Our experience is this convention maximizes compatibility with industry standard CAN databases offered by companies like Kvaser or Peak Systems.

Well. No wonder. This is the CANopen format. I don’t understand two things:

the convention used here is that bits are placed on the bus starting on the left and reading to the right

Where does the bus come into this discussion? Why do we care how the bits are transmitted? If my very special bus transmits even bits first, odd bits later, how and why does it affect the serialization format?

This example demonstrates Least-Significant-Byte ordering with Most-Significant-Bit ordering.

If we were to use the terminology I proposed in the previous post, the ordering would be least-significant-bit-first, because we align sub-byte fields on the right first (i.e., towards the LSB). Do you think the terminology is incorrect? Maybe we should just avoid saying things like MSB/LSB, seeing as we are not transmitting anything here, but merely smudging bits around?

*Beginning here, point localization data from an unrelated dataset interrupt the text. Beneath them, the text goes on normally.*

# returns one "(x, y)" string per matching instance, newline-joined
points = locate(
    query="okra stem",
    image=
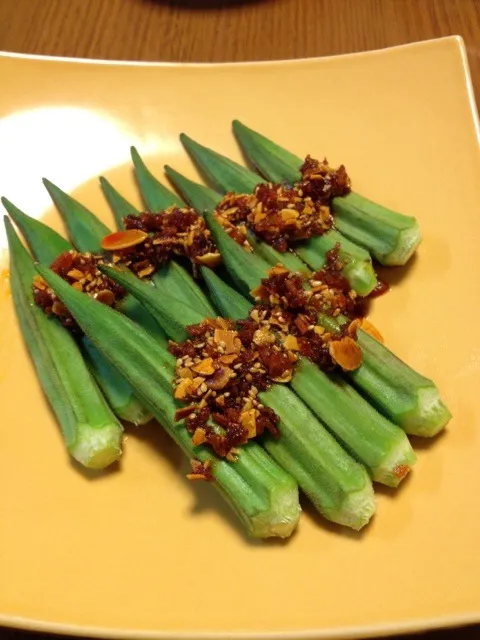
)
(390, 237)
(92, 434)
(261, 493)
(46, 245)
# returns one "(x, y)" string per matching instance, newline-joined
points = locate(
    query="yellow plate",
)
(139, 551)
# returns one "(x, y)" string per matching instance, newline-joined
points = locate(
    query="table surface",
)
(168, 30)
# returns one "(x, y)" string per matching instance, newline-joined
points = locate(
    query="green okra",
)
(263, 495)
(380, 445)
(203, 200)
(390, 237)
(228, 176)
(46, 245)
(91, 432)
(338, 486)
(410, 400)
(172, 277)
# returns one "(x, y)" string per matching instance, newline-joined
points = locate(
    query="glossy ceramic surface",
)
(140, 551)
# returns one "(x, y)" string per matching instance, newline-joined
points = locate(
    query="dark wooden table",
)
(209, 31)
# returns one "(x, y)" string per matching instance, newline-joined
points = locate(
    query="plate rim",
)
(350, 632)
(418, 44)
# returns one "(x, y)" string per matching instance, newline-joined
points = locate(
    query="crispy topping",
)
(277, 213)
(222, 367)
(151, 239)
(81, 271)
(283, 214)
(287, 310)
(224, 411)
(322, 183)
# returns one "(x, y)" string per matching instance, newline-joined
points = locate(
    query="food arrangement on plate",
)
(235, 315)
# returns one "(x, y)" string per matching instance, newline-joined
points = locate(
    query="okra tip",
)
(96, 448)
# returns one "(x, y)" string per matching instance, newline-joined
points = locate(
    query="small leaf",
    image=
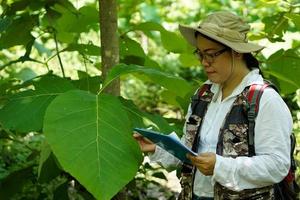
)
(25, 110)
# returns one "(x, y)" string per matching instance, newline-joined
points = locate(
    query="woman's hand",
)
(205, 162)
(145, 144)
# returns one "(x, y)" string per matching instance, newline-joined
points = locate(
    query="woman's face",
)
(219, 67)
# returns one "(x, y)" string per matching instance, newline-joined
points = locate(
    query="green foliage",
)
(56, 131)
(97, 133)
(24, 112)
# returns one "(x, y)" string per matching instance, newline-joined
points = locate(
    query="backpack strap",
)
(254, 95)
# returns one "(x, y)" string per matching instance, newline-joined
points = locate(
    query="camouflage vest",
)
(232, 142)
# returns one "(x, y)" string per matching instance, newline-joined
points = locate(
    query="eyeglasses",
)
(209, 57)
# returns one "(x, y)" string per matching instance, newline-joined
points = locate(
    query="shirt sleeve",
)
(272, 146)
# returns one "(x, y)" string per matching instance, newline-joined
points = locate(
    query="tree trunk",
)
(109, 41)
(110, 52)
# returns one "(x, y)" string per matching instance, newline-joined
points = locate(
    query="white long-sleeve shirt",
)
(272, 143)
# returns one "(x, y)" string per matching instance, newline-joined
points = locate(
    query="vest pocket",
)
(235, 141)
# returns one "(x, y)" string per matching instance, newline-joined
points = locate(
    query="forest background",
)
(66, 123)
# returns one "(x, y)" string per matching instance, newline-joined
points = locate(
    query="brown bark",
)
(109, 41)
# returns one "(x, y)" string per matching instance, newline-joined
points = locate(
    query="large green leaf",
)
(91, 137)
(18, 32)
(25, 110)
(173, 83)
(284, 65)
(144, 120)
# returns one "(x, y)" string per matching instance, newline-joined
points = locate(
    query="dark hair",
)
(250, 60)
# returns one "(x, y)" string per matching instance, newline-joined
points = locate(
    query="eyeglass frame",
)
(209, 57)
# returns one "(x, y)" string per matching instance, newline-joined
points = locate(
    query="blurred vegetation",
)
(48, 47)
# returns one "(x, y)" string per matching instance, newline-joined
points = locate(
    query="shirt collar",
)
(253, 77)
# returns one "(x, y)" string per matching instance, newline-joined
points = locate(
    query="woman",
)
(223, 168)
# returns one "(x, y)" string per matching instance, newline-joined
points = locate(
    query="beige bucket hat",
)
(225, 28)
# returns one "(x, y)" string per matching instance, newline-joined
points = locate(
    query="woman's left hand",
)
(205, 162)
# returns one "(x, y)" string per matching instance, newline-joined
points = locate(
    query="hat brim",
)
(189, 34)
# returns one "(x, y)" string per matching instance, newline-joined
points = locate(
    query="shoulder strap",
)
(196, 97)
(254, 95)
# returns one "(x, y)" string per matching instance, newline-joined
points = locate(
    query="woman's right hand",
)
(145, 144)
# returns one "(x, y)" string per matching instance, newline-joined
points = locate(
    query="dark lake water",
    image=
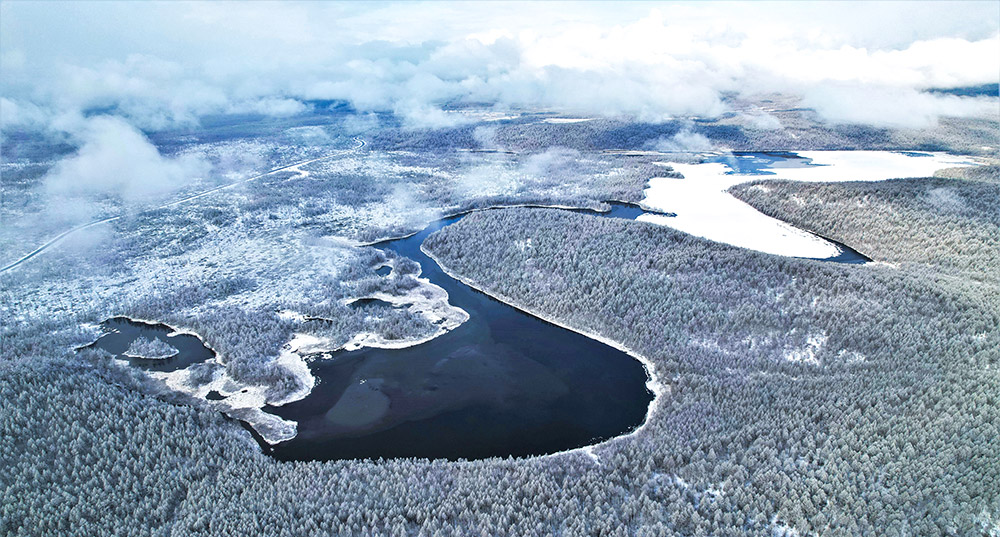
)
(503, 383)
(121, 332)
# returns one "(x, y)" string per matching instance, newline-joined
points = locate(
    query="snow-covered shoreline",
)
(653, 383)
(704, 207)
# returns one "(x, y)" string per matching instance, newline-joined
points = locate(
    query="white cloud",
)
(115, 159)
(893, 106)
(160, 65)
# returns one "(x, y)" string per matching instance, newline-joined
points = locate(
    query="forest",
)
(801, 397)
(884, 429)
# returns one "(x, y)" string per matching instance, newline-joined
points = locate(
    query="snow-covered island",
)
(150, 349)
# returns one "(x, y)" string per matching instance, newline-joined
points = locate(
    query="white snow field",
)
(705, 208)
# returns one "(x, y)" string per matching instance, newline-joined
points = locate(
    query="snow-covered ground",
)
(705, 208)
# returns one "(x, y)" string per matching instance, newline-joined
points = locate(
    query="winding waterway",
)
(504, 383)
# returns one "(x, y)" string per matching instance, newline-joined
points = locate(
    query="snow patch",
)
(704, 207)
(808, 352)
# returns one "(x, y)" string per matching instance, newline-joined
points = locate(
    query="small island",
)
(150, 349)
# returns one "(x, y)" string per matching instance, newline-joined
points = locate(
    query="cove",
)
(122, 331)
(504, 383)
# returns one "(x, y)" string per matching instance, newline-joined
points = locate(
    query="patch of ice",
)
(704, 207)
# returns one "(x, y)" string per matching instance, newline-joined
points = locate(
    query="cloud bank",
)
(160, 65)
(116, 158)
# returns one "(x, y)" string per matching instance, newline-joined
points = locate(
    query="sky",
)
(163, 65)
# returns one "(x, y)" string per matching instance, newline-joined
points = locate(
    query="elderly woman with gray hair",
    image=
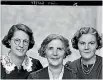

Edit: also, how important the compatibility with COTS tools is, from your experience, on a scale from 1 to 5?

0004

Actually, it’s rather intuitive. It’s obvious but for some reason, I did not see it. In the OP post, I said that the big-endian byte order with the current (big-endian) bit order would have been nice because its native representation of data matches what we use in text (assuming the standard positional binary system). In the case of little-endian bytes + little-endian bits the same holds if the bit string is inverted such that the most significant digit is on the right.

Take the above example: (uint5)14 + (uint8)187 = 01110 + 10111011. The obvious case of big-endian bit/byte ordering:

• Concatenated: 01110 10111011
• Padded to 8: 01110 10111011 000
• Split into bytes: 01110101 11011000
• As hex: 75, D8

Same in the case of little-endian bit/byte ordering but the concatenation operands are inverted and the final byte swap is added to account for the fact that the numeral system is bit-big-endian:

• Concatenated: 10111011 01110
• Padded to 8: 000 10111011 01110
• Split into bytes: 00010111 01101110
• Swap bytes: 01101110 00010111
• As hex: 6E, 17

We should switch to little-endian. I am going to merge https://github.com/UAVCAN/pyuavcan/pull/99.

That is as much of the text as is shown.